On October 14, 2021, the Company issued a press release announcing the launch of the Offering. A copy of the press release is attached hereto as Exhibit 99.1 and is incorporated by reference herein.
On October 14, 2021, the Company also issued a press release announcing the pricing of the Offering. A copy of the press release is attached hereto as Exhibit 99.2 and is incorporated by reference herein.
On October 19, 2021, the Company also issued a press release announcing the closing of the Offering. A copy of the press release is attached hereto as Exhibit 99.3 and is incorporated by reference herein.
The information in this Current Report on Form 8-K is being furnished pursuant to Item 7.01 (including Exhibits 99.1, 99.2 and 99.3) and shall not be deemed to be “filed” for purposes of Section 18 of the Securities Exchange Act of 1934, as amended (the “Exchange Act”), or otherwise be subject to the liabilities of that section, nor shall it be deemed to be incorporated by reference in any filing under the Securities Act of 1933, as amended, or the Exchange Act, whether made before or after the date hereof and regardless of any general incorporation language in such filing.
Section 9 — Financial Statements and Exhibits
Item 9.01 Financial Statements and Exhibits.

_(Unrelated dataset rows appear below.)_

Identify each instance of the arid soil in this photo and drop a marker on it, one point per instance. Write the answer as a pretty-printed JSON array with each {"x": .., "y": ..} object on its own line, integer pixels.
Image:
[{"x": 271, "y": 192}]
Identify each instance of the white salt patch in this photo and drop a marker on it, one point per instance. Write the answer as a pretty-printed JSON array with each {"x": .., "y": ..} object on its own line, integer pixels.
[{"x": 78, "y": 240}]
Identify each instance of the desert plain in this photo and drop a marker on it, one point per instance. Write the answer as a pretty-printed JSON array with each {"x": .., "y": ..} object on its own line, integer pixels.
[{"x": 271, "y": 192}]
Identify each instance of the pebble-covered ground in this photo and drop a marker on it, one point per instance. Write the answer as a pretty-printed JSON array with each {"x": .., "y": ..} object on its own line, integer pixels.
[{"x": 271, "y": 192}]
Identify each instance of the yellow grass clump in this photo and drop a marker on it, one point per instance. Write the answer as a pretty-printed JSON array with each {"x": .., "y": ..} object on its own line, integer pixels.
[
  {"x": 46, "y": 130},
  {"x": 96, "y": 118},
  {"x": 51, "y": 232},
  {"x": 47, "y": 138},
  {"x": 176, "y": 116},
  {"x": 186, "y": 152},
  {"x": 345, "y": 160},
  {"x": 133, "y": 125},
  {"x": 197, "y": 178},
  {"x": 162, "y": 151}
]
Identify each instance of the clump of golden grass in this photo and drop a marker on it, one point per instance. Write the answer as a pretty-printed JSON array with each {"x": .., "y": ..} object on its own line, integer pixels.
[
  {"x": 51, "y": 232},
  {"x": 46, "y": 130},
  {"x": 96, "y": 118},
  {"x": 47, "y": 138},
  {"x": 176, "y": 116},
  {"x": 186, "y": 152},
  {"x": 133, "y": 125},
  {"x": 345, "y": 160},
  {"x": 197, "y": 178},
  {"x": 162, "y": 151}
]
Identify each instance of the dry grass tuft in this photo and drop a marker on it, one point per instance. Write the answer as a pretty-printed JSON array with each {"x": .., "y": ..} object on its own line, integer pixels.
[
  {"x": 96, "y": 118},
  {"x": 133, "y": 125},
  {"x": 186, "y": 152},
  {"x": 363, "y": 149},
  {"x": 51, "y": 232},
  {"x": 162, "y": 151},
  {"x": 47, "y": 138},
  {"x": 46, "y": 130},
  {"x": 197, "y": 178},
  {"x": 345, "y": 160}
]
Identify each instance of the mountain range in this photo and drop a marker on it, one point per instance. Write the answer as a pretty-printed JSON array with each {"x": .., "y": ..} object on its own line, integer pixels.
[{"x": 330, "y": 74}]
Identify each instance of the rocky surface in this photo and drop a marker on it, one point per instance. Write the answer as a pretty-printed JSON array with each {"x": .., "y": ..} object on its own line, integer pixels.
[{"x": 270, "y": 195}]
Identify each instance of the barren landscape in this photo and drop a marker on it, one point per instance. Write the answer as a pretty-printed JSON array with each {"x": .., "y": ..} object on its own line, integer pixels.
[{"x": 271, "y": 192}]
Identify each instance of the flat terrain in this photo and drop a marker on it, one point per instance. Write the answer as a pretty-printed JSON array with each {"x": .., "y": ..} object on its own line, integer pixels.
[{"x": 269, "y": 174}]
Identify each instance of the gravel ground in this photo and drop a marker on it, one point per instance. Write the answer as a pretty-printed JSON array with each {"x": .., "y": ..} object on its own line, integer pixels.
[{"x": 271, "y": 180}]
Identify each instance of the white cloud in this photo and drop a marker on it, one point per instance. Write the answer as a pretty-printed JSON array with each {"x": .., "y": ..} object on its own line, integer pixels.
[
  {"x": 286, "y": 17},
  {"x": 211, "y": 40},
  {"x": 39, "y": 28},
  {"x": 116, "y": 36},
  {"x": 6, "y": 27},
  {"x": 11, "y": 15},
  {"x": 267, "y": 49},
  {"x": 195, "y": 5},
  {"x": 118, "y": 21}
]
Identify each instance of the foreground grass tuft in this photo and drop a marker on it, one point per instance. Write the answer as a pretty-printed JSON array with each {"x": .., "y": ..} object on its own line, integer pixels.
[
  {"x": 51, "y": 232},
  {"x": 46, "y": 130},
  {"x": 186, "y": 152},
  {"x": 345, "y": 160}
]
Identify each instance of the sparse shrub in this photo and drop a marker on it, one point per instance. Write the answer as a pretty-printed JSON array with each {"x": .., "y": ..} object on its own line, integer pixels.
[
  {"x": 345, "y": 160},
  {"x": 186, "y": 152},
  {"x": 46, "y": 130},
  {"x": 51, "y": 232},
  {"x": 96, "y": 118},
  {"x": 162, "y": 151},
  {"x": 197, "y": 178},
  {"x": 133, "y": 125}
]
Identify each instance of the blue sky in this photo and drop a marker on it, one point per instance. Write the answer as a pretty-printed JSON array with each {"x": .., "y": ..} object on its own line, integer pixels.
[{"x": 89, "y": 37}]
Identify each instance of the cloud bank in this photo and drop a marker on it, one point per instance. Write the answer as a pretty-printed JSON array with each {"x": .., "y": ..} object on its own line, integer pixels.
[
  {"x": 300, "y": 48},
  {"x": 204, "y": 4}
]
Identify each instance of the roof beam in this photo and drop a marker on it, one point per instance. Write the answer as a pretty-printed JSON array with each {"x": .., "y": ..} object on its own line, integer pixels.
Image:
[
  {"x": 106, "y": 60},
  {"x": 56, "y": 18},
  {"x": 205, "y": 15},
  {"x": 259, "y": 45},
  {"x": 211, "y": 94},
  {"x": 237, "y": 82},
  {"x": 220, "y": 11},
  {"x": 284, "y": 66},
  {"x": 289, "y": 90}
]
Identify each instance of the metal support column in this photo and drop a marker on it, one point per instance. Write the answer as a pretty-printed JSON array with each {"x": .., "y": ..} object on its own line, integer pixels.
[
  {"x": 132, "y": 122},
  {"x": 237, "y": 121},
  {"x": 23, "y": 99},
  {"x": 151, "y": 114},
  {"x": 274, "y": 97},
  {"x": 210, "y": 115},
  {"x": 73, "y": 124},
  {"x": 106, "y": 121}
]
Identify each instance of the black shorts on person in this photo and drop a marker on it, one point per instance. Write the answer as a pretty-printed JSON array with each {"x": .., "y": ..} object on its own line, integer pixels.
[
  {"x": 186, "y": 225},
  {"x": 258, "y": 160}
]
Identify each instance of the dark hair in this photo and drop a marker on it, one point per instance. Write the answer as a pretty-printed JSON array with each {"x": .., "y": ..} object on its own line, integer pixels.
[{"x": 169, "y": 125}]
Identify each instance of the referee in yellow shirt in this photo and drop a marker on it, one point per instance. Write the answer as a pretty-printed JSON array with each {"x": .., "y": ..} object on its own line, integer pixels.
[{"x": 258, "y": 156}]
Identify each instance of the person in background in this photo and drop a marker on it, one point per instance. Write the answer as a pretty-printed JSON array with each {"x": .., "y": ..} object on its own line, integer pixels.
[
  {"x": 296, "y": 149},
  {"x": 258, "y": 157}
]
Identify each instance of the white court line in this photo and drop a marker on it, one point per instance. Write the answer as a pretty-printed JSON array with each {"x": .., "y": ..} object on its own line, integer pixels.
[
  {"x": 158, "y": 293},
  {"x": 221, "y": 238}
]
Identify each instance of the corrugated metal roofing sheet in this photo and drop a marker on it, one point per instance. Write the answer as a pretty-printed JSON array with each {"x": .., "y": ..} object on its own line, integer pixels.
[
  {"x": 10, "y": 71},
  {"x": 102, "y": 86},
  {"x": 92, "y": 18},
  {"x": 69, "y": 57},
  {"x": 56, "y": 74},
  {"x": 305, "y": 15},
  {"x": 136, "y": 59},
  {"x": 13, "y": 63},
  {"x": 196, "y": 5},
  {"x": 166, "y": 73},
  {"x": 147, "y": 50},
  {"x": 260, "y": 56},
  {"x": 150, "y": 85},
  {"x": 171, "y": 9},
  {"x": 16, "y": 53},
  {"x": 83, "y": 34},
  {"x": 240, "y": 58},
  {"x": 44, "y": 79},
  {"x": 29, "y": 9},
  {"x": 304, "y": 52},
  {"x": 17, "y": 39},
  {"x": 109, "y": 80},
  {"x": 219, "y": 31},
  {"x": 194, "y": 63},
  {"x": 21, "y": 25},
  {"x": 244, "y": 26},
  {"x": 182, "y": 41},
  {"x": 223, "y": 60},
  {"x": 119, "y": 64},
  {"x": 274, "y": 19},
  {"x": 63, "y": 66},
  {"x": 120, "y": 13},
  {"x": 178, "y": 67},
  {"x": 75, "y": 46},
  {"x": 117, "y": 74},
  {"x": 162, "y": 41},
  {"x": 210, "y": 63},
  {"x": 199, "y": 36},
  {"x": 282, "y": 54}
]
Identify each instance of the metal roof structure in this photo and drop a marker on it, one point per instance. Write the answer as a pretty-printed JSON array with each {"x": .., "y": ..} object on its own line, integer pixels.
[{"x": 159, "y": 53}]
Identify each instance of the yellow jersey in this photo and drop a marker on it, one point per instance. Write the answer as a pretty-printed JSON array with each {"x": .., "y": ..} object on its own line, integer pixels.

|1.1||Underwriting Agreement, dated October 14, 2021, by and between Paltalk, Inc. and Maxim Group LLC, as representative of the underwriters named therein.|
|Consent of Haynes and Boone, LLP (contained in Exhibit 5.1).|
|99.1||Press Release of Paltalk, Inc., dated October 14, 2021 (furnished pursuant to Item 7.01).|
|99.2||Press Release of Paltalk, Inc., dated October 14, 2021 (furnished pursuant to Item 7.01).|
|99.3||Press Release of Paltalk, Inc., dated October 19, 2021 (furnished pursuant to Item 7.01).|
|104||Cover Page Interactive Data File (embedded within the Inline XBRL document).|
Pursuant to the requirements of the Securities Exchange Act of 1934, the registrant has duly caused this report to be signed on its behalf by the undersigned hereunto duly authorized.